Heroic: Concrete Architecture and the New Boston, by Mark Pasnik, Chris Grimley, and Michael Kubo. Monacelli Press, October 2015, 336 pages, $50.

“We had a shared preference for a monolithic architecture,” Henry N. Cobb, principal of Pei Cobb Freed & Partners, tells the authors of Heroic: Concrete Architecture and the New Boston. “We were enchanted by the idea that once the concrete was poured, the building was essentially finished because the architecture was already all there.”

At once history lesson and labor of love, Heroic explores how 1960s Boston came to be a showcase of unapologetic, often superscaled masonry modernism–from the rugged yet triumphant Boston City Hall to the machinelike efficiency of such projects by Cobb’s firm (then called I.M. Pei & Partners) as the vast Christian Science Center. There are interpretive essays, interviews with seven of the architects, and individual chapters on 25 of the era’s buildings; the selection goes beyond the obvious icons to include such discreet gems as Tad Stahl’s 70 Federal Street, a seven-story grid of glass and concrete that is more intuitively contextual than anything built during the faux-historic 1980s.

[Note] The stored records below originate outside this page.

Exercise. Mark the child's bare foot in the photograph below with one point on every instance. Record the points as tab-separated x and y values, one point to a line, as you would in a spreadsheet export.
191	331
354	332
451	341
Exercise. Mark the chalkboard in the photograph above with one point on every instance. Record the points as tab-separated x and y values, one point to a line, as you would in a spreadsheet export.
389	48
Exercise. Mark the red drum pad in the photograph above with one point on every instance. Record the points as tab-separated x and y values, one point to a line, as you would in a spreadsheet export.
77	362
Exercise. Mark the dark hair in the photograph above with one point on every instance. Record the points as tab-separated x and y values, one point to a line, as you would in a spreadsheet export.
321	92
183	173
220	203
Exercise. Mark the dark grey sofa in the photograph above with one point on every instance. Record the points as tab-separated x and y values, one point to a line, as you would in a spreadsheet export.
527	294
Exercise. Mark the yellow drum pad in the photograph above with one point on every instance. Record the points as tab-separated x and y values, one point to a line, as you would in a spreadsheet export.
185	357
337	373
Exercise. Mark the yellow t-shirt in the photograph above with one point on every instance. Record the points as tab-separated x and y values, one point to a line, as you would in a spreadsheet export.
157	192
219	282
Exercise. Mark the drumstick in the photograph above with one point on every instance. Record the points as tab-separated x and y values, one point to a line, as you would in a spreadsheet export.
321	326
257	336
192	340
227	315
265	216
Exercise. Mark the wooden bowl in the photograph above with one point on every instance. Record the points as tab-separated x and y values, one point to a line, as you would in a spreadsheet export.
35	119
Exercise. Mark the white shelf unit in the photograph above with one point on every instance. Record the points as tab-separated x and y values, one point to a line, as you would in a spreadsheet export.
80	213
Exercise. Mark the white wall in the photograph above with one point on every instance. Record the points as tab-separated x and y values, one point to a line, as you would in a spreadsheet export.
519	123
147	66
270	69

The book’s editors and principal authors–Mark Pasnik, Michael Kubo, and Chris Grimley–run the Boston design firm over,under. They began what they call their “Heroic Project” in 2007, when then-mayor Thomas Menino proposed demolishing City Hall and selling the land to developers. That absurd threat receded, but the trio has continued its quest to raise public appreciation of built artifacts from an era when architects “sought to imagine a stronger civic society.”

If you’re at all susceptible to the sculptural power of a structure like Kallman, McKinnell & Knowles’s Boston City Hall of 1968 (I plead guilty), Heroic will resonate. The contemporary photographs are startling, and the narratives persuasively capture the spirit of an era when power brokers like Mayor John Collins and Boston Redevelopment Authority director Edward Logue poured resources and creative ambitions into reviving the metropolis.

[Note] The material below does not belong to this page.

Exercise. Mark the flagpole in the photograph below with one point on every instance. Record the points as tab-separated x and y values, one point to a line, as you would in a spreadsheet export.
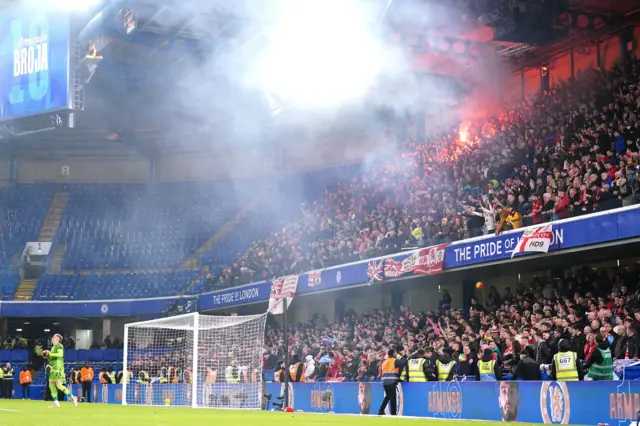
286	352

But like anyone in love, the trio is blind to its loved one’s flaws. While Grimley, Kubo, and Pasnik excel at conveying the deft touches in these large buildings, such as the notched interconnections for the girders and beams of Kallman and McKinnell’s 1,850-car garage at Government Center, they barely acknowledge the underlying reasons for the backlash to urban-renewal-scaled “heroism”—it felt alien and destructive in a city with a heritage of small blocks and fine-grain building materials. Fortunately, some of the essayists are more discerning: City Hall might have captivated Ada Louise Huxtable, but Joan Ockman points out that “to a significant portion of the general public, what it flagrantly represented was the hubris of governmental power and an assault on humanistic conceptions of urban life.”

In retrospect, architects interviewed see this too. As Cobb noted, “The era reflected a moment of willingness to undertake the reshaping of the city at a scale which today would be absolutely unthinkable. Maybe it should have been unthinkable back then, but it wasn’t.”